We study Neuroenergetics
Research Group Leader
Dr. Vidhya Rangaraju started her Research Group Leader position at the Max Planck Florida Institute for Neuroscience in January 2020. The overarching goal of the Rangaraju group is to investigate the energy use and supply of biological processes in neurons.
Prior to this appointment, Rangaraju was an EMBO and Marie Curie Postdoctoral Fellow in the group of Dr. Erin Schuman at the Max Planck Institute for Brain Research in Germany. During her postdoc, she uncovered the presence of local mitochondrial compartments of energy that fuel local translation during synaptic plasticity.
Rangaraju completed her Ph.D. in the lab of Dr. Timothy Ryan at Weill Cornell Medicine in New York. During her graduate work, she developed a novel optical reporter of synaptic ATP to measure dynamic changes in ATP concentrations and elucidated the link between neuronal activity and ATP synthesis.
She is the recipient of numerous awards, including the Vincent du Vigneaud Award of Excellence, Lindau Nobel Laureate Meeting Award, the MPIBR Scientific Discovery of the Year Award, and the SfN Peter and Patricia Gruber International Research Award.

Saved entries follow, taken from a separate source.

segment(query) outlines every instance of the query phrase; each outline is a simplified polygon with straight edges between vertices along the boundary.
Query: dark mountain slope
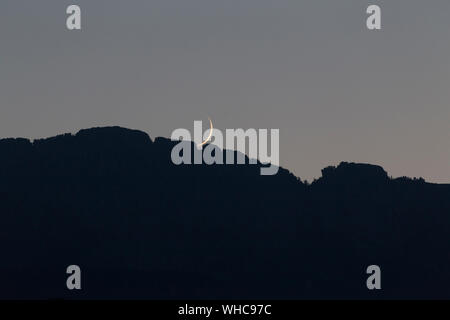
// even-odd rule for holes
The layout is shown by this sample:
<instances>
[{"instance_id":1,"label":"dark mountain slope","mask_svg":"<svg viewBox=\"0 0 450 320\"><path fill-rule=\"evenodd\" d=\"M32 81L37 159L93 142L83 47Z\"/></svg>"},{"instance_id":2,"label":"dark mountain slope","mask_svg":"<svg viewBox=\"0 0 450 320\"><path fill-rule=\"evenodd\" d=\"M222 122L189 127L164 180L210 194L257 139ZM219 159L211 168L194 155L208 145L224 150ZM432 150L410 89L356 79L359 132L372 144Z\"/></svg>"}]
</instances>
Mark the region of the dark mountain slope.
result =
<instances>
[{"instance_id":1,"label":"dark mountain slope","mask_svg":"<svg viewBox=\"0 0 450 320\"><path fill-rule=\"evenodd\" d=\"M450 298L450 186L367 164L311 185L175 166L174 144L119 127L0 140L0 297Z\"/></svg>"}]
</instances>

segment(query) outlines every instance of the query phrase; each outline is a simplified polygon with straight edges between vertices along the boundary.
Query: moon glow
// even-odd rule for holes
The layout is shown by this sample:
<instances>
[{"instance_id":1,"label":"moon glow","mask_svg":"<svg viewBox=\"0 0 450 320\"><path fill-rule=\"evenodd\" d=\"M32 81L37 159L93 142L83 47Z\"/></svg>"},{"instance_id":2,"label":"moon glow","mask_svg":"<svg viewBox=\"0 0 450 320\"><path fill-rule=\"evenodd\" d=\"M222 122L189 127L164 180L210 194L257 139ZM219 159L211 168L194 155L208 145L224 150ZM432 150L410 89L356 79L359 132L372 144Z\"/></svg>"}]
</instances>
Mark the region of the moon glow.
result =
<instances>
[{"instance_id":1,"label":"moon glow","mask_svg":"<svg viewBox=\"0 0 450 320\"><path fill-rule=\"evenodd\" d=\"M202 145L204 145L205 143L207 143L209 140L211 140L211 136L212 136L212 132L213 132L213 124L212 124L212 121L211 121L211 118L209 118L208 117L208 119L209 119L209 124L210 124L210 129L209 129L209 136L208 136L208 138L206 138L206 140L205 141L203 141L202 143L199 143L197 146L199 146L199 147L201 147Z\"/></svg>"}]
</instances>

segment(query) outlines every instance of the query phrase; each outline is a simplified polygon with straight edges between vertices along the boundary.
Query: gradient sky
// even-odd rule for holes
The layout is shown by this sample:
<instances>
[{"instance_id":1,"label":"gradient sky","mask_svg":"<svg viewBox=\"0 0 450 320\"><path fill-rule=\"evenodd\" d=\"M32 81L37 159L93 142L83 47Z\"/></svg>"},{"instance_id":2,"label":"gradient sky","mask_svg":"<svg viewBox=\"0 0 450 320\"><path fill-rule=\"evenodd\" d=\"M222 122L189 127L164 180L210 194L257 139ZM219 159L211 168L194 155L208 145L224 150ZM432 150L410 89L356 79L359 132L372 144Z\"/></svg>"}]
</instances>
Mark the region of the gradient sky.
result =
<instances>
[{"instance_id":1,"label":"gradient sky","mask_svg":"<svg viewBox=\"0 0 450 320\"><path fill-rule=\"evenodd\" d=\"M0 137L170 137L209 116L279 128L281 165L302 179L354 161L448 183L449 17L448 0L2 0Z\"/></svg>"}]
</instances>

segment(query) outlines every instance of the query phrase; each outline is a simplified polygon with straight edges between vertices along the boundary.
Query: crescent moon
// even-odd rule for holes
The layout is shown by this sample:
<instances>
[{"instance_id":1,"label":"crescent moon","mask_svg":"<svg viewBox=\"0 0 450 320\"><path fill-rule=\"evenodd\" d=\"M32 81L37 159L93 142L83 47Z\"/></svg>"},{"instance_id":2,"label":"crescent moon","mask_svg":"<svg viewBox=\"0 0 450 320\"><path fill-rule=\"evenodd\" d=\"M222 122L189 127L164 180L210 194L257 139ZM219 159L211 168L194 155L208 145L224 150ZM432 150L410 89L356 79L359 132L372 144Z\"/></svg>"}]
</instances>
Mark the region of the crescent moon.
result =
<instances>
[{"instance_id":1,"label":"crescent moon","mask_svg":"<svg viewBox=\"0 0 450 320\"><path fill-rule=\"evenodd\" d=\"M199 147L201 147L202 145L204 145L205 143L207 143L209 140L211 140L211 136L212 136L212 132L213 132L213 125L212 125L211 118L208 117L208 119L209 119L209 124L210 124L210 126L211 126L211 128L209 129L209 136L208 136L208 138L206 138L205 141L203 141L202 143L199 143L199 144L197 145L197 146L199 146Z\"/></svg>"}]
</instances>

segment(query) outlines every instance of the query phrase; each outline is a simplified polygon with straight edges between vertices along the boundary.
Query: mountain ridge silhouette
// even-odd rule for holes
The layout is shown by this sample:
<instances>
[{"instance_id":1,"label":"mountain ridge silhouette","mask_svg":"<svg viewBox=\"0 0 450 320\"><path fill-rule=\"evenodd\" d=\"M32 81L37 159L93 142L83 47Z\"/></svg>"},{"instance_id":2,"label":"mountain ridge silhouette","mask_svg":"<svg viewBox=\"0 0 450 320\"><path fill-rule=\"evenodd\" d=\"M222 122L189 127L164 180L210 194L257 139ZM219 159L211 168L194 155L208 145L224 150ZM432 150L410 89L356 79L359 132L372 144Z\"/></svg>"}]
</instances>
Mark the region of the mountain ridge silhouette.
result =
<instances>
[{"instance_id":1,"label":"mountain ridge silhouette","mask_svg":"<svg viewBox=\"0 0 450 320\"><path fill-rule=\"evenodd\" d=\"M176 166L176 143L121 127L1 139L0 297L450 298L450 185L348 162L312 183Z\"/></svg>"}]
</instances>

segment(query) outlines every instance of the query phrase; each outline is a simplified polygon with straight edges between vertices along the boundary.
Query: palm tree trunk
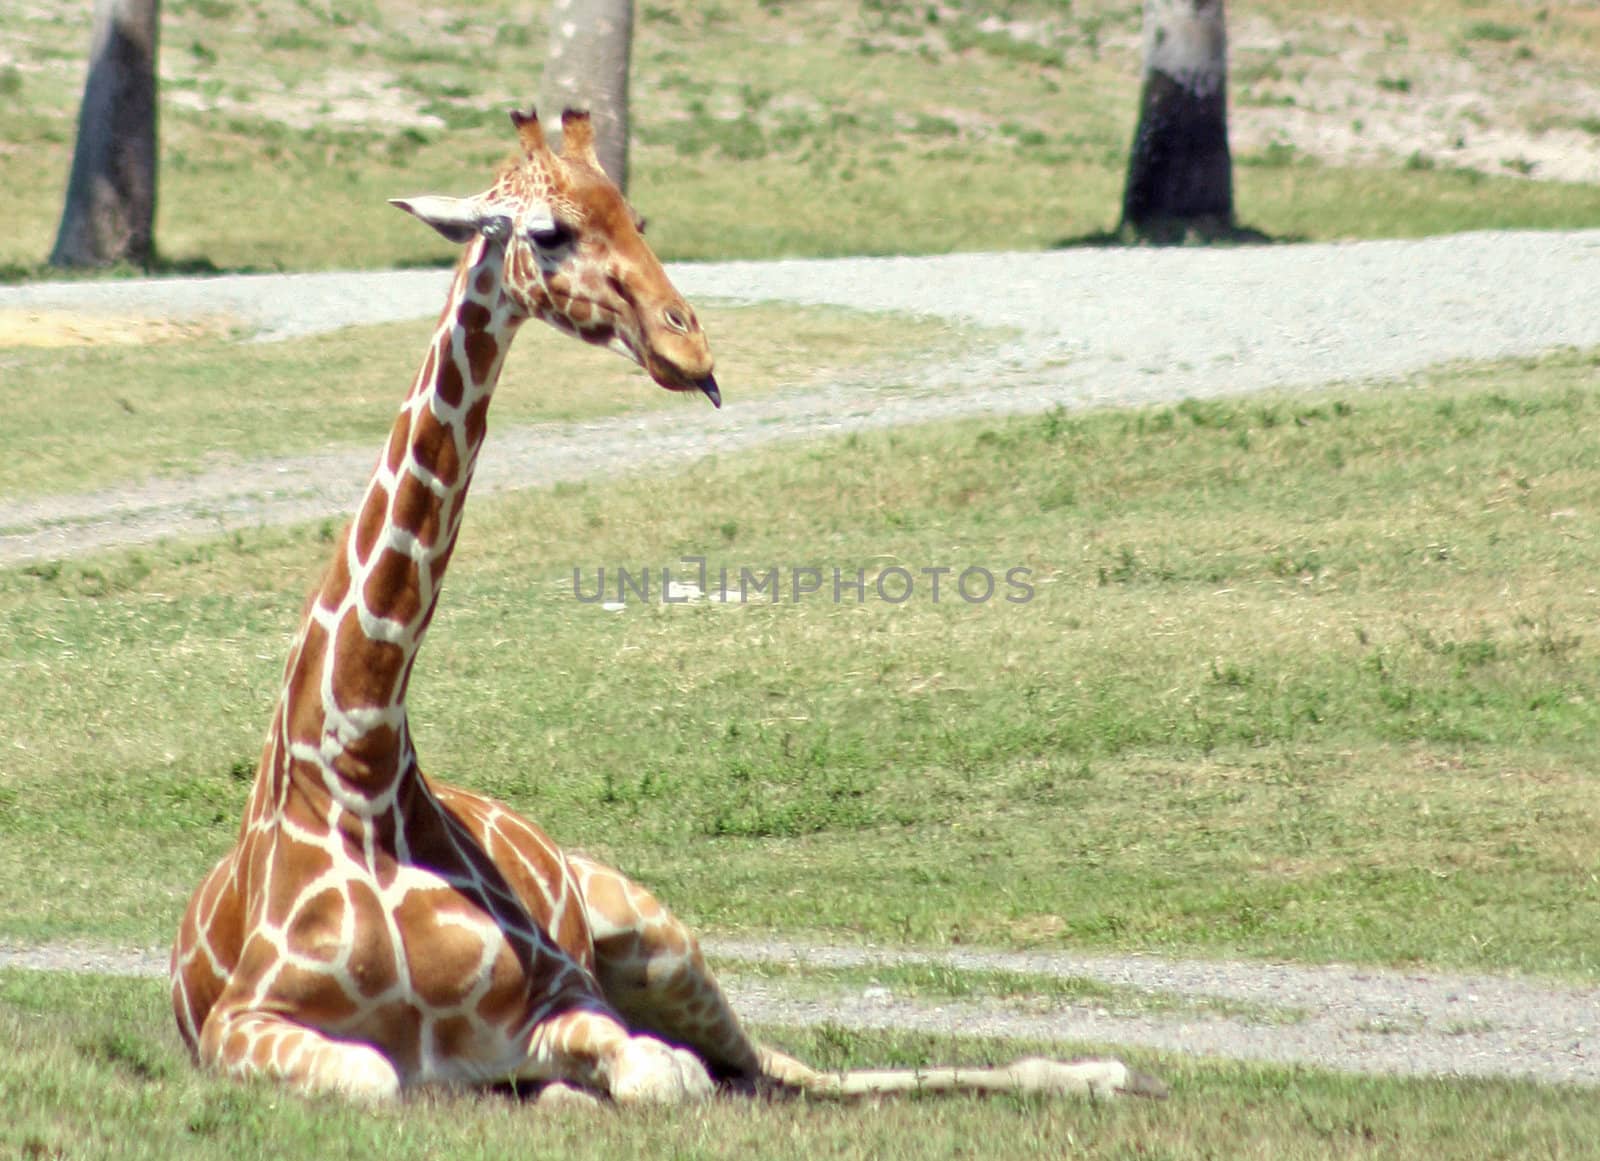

The Neuroenergetics Lab is interested in how neurons with their unsurpassed morphological complexity manage their energy landscapes. Neuronal function is tightly regulated by its metabolic state. Mitochondria, the major energy source, represent a hugely underexplored organellar system in neurons. This lack of knowledge has real consequences for human health as mitochondrial proteins are hotspots of dysregulation in neurodegenerative diseases.
Our data indicates that mitochondria may serve as organizers of local compartments of energy within dendrites. Recent technological advances give us unprecedented ways to study and manipulate mitochondria within individual cell-types and subcellular compartments.
The overarching goal of our research group is to dissect mitochondrial function and its optimization in neuronal compartments. We focus on the proteins that comprise and regulate mitochondria and the other energy supplies such as glycolysis and glial-neuronal networks in different neuronal compartments. We utilize state-of-the-art imaging, advanced proteomics and translatomics technology. We plan to apply our findings to disease model systems for Parkinson’s and ALS where the underlying causes of mitochondrial protein dysfunction are mostly unknown.